FALLUJAH: Dozens of gunmen, some dressed in army uniforms, killed 26 policemen in a wave of coordinated attacks on checkpoints and officers' homes across the western Iraqi city of Haditha on Monday, police said.

The assault, launched at 2:00 am (2300 GMT on Sunday), saw insurgents dressed in military uniforms and riding in stolen army vehicles simultaneously attacking two checkpoints in the east and west of Haditha before storming other security posts and raiding the homes of two officers.

“They then entered the city and were distributed throughout Haditha, where other gunmen were waiting for them in civilian cars,” said police Lieutenant Colonel Owaid Khalaf, who said he was involved in some of Monday's firefights.

Khalaf said the attackers also targeted two senior police officers' homes, Colonel Mohammed Shauffeur and Captain Khaled Mohammed Sayil.

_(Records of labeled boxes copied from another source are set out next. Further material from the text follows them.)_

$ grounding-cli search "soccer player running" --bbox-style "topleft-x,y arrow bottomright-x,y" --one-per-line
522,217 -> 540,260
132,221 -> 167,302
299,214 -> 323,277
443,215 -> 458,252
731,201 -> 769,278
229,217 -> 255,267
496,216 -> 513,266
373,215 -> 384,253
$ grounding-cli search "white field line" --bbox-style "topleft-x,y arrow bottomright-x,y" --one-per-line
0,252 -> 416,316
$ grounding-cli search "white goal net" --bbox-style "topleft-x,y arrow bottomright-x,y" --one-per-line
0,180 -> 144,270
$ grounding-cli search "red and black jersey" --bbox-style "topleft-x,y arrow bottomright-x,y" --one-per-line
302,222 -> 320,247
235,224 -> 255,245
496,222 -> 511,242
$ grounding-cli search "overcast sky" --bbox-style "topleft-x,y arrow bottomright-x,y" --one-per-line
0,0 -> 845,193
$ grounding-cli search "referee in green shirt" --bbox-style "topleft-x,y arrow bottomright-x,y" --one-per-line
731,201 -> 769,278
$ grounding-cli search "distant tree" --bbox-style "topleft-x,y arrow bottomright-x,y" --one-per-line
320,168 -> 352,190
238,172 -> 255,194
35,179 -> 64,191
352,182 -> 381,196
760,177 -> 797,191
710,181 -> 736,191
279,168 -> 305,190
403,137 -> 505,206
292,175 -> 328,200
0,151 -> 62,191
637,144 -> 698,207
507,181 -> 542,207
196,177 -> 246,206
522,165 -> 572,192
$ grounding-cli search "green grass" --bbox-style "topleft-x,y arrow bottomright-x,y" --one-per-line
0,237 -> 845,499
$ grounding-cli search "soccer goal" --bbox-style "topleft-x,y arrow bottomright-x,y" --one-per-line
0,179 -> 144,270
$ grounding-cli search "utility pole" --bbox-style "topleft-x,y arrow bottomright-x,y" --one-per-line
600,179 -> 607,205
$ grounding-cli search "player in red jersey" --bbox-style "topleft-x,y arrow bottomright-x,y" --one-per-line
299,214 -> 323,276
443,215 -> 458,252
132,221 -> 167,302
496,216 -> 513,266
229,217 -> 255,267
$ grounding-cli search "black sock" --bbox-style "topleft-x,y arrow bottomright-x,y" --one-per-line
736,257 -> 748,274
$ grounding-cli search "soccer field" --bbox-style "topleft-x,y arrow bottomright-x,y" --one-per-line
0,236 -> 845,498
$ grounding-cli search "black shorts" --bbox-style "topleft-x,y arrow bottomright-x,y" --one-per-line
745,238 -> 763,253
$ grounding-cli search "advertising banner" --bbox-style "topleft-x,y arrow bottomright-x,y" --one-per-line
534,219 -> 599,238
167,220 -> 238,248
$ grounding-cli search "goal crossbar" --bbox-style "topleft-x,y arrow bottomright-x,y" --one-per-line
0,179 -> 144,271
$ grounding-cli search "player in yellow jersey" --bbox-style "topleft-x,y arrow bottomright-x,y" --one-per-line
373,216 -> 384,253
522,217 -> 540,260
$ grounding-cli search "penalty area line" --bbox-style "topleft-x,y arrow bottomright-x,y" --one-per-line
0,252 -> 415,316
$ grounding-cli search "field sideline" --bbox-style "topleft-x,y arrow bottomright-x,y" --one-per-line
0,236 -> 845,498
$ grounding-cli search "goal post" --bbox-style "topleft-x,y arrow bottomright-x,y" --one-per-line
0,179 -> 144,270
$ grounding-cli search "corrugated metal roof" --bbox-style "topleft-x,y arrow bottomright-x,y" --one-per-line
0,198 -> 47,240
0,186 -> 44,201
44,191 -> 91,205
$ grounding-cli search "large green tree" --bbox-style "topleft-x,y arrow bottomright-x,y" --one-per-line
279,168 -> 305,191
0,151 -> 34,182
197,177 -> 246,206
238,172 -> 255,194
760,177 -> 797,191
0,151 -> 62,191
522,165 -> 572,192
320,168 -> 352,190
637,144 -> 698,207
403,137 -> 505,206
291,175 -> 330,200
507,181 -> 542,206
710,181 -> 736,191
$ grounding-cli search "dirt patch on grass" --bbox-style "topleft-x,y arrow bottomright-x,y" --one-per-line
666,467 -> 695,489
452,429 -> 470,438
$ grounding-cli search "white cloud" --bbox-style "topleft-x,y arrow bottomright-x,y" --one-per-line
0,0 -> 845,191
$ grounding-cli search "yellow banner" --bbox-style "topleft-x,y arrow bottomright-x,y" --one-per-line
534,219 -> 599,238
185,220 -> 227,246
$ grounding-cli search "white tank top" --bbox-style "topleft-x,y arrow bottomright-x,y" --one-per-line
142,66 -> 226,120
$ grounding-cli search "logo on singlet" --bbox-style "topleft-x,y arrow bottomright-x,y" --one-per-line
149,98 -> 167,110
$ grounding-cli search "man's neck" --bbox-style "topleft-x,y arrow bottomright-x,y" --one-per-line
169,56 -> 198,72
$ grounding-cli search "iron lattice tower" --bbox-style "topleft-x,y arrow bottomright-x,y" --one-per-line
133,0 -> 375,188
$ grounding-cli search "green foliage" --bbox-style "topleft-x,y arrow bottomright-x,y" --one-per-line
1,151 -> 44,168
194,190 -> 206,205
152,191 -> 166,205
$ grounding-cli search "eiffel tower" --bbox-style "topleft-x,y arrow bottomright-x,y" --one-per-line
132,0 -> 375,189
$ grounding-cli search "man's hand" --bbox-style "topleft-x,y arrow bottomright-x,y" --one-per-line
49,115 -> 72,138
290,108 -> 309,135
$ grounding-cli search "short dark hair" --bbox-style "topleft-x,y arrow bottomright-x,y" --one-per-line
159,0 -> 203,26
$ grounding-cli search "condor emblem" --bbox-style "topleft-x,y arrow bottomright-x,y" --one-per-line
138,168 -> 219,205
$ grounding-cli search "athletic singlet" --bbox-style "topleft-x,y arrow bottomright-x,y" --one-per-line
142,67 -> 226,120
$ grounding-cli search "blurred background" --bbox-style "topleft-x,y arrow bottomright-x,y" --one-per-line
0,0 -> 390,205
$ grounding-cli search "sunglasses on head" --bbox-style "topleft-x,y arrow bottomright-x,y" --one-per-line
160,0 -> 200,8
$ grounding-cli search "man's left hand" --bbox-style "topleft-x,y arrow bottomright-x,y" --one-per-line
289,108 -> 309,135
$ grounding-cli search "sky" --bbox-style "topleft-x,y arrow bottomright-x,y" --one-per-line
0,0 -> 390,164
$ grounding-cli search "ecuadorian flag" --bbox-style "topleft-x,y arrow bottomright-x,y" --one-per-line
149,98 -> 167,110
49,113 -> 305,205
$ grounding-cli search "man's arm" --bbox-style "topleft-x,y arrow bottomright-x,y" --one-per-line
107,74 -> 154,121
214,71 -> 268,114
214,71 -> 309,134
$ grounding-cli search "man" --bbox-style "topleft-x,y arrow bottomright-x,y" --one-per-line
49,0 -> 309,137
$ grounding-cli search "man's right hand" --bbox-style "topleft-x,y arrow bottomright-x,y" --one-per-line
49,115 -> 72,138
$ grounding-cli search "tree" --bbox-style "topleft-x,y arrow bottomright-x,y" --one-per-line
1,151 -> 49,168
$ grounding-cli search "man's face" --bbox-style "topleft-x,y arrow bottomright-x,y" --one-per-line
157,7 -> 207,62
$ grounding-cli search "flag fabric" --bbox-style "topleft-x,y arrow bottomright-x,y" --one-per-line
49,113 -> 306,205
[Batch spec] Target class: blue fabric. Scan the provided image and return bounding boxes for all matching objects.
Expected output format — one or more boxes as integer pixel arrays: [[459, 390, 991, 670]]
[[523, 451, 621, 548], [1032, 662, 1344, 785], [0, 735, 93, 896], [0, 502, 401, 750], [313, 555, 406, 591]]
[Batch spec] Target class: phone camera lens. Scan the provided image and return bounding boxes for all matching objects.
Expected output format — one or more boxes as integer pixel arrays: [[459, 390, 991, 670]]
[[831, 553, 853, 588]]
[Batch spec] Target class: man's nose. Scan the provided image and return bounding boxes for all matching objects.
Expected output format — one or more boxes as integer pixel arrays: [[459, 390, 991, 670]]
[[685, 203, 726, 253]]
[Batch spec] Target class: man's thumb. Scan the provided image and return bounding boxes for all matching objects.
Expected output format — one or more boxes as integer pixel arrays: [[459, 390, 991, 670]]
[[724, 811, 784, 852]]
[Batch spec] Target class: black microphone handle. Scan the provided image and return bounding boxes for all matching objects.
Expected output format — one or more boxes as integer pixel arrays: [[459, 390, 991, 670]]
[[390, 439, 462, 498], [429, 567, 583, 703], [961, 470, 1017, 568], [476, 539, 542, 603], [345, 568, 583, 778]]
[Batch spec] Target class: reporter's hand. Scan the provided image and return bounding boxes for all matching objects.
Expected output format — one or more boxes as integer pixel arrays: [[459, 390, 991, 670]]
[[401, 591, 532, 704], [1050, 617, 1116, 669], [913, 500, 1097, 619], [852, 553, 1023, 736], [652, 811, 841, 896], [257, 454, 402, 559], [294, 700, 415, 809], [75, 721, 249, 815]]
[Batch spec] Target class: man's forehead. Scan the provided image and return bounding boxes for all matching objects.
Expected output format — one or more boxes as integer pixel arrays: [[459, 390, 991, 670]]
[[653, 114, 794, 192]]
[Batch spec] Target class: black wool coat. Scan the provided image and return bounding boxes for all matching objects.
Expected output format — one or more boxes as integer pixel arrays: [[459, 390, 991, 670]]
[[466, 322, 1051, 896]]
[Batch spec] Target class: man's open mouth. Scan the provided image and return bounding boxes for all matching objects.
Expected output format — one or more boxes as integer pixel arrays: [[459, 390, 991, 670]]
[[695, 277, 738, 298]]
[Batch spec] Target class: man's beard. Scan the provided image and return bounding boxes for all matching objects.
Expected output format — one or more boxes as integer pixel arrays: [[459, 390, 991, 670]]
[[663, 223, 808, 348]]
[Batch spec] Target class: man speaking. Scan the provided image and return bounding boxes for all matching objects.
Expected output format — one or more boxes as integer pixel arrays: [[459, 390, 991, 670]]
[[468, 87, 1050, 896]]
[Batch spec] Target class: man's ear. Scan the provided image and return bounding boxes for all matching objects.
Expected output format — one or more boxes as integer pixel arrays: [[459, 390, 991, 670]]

They killed three bodyguards at each of the officer's houses, and kidnapped both.

Shauffeur's body was found in a Haditha marketplace and Sayil was discovered in an alleyway, blindfolded with fatal gunshots to the head.

  “Right now, police, army and forces from the rest of Anbar are searching the entire city, and a curfew has been imposed,” Khalaf said, referring to the province where Haditha lies.

“A total of 26 policemen were killed, including a colonel and a captain, and three others were wounded when several armed men wearing security uniforms and carrying forged arrest warrants attacked several checkpoints,” said Haditha police spokesman Major Tareq Sayeh Hardan.

“Al-Qaeda is responsible for this,” Hardan said, noting that investigators found Al-Qaeda literature in a vehicle that the attackers left behind.

The attack in Haditha, 210 kilometres (130 miles) northeast of Baghdad, is the first major instance of violence in the town since a suicide bomber blew himself up inside a bank, killing nine people, including three police, and wounding eight others on March 3, 2011.